I've been struggling a bit with the LL Viewer under wine, trying to get a feel for what EEP does.

1: I am set up to get wine from http://winehq.org using normal Linux update procedures. Go through the normal update channel for your distribution, and you may be getting something awkwardly old.

2: One of the default settings, a Drive Serial Number of 0 (zero), triggers a Linden Lab login block. This happens with any Windows viewer under wine. It's easily changed with winecfg. If you have several Windows viewers it looks as though you have to use the same value for all of them, which might be awkward for virtual machines.

3: I get a warning message about "SLVersionChecker.exe" failing to run but it doesn't seem to cause a problem. I am a bit wary about the trend towards automatic updating, I have known it break things.
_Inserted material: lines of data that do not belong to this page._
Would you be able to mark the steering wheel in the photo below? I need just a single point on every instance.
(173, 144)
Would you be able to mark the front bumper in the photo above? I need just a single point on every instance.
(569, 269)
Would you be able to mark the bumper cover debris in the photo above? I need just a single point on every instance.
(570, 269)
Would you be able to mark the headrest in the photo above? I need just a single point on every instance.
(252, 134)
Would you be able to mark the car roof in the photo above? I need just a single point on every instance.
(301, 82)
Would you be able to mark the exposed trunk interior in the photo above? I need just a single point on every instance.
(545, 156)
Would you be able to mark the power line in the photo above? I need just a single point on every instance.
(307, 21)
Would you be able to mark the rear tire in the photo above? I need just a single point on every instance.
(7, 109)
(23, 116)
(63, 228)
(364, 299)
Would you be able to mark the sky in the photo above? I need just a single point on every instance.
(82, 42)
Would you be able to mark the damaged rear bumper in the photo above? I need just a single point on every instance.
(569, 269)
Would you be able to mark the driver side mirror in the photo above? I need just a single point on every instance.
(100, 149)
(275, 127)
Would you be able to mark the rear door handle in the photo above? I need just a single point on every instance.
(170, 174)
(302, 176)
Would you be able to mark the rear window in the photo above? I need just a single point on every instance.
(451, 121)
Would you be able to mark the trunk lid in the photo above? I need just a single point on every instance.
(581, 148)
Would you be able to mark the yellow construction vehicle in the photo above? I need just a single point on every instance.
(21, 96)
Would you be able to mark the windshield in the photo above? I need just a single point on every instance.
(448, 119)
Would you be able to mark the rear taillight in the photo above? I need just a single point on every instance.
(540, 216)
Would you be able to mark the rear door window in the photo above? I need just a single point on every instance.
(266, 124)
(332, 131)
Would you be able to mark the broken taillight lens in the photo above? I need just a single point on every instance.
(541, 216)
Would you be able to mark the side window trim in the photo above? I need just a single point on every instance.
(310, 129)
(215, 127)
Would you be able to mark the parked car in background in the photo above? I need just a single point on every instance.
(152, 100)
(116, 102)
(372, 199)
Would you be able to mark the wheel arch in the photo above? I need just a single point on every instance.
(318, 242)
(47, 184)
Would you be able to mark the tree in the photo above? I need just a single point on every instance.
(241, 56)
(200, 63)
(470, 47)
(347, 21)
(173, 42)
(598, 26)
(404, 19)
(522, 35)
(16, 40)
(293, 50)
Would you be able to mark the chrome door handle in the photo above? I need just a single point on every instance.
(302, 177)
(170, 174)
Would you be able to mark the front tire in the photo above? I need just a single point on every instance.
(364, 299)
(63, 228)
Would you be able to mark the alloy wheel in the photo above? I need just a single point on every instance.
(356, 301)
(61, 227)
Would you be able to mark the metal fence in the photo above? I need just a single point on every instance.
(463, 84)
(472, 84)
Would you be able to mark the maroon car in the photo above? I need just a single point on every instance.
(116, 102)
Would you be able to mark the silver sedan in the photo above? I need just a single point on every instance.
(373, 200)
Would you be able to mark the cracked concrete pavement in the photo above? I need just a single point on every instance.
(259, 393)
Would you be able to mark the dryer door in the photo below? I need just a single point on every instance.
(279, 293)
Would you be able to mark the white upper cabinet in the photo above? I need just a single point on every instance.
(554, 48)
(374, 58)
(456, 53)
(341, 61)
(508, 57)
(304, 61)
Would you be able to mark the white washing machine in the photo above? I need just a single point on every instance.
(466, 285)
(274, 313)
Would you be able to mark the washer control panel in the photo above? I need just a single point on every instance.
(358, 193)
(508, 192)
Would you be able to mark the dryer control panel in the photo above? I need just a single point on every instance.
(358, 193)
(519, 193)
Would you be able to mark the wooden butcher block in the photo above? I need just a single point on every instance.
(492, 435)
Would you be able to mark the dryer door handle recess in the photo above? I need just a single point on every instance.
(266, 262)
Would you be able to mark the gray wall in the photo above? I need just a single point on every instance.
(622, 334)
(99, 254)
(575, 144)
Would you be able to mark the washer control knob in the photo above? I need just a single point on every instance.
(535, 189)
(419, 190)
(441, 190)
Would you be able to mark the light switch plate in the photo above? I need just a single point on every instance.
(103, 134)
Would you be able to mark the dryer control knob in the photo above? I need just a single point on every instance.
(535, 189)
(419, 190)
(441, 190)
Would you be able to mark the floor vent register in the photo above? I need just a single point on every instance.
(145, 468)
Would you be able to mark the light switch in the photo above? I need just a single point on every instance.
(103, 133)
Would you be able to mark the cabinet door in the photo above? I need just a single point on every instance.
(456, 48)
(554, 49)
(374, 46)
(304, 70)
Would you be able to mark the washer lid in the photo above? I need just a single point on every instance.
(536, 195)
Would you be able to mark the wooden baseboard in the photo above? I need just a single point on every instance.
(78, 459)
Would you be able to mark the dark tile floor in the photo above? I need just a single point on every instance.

4: The wine upgrade from v5.0 to v5.0.1 which came through this week didn't mess anything up, but I was still nervous. Some software I use comes from people who take the trouble to check against wine. And then there is Amazon...

 

One of the reasons I am posting this is that a lot of the information about Second Life viewers and wine which you can find with Google is horribly old. This is current for the first week of June 2020

There are some things, such as Mesh import, where Linux viewer just can't have the features that a Windows viewer can provide. I am not sure that the Havok code for physics models is all that good, I just make my own physics model, but it's not there for Linux.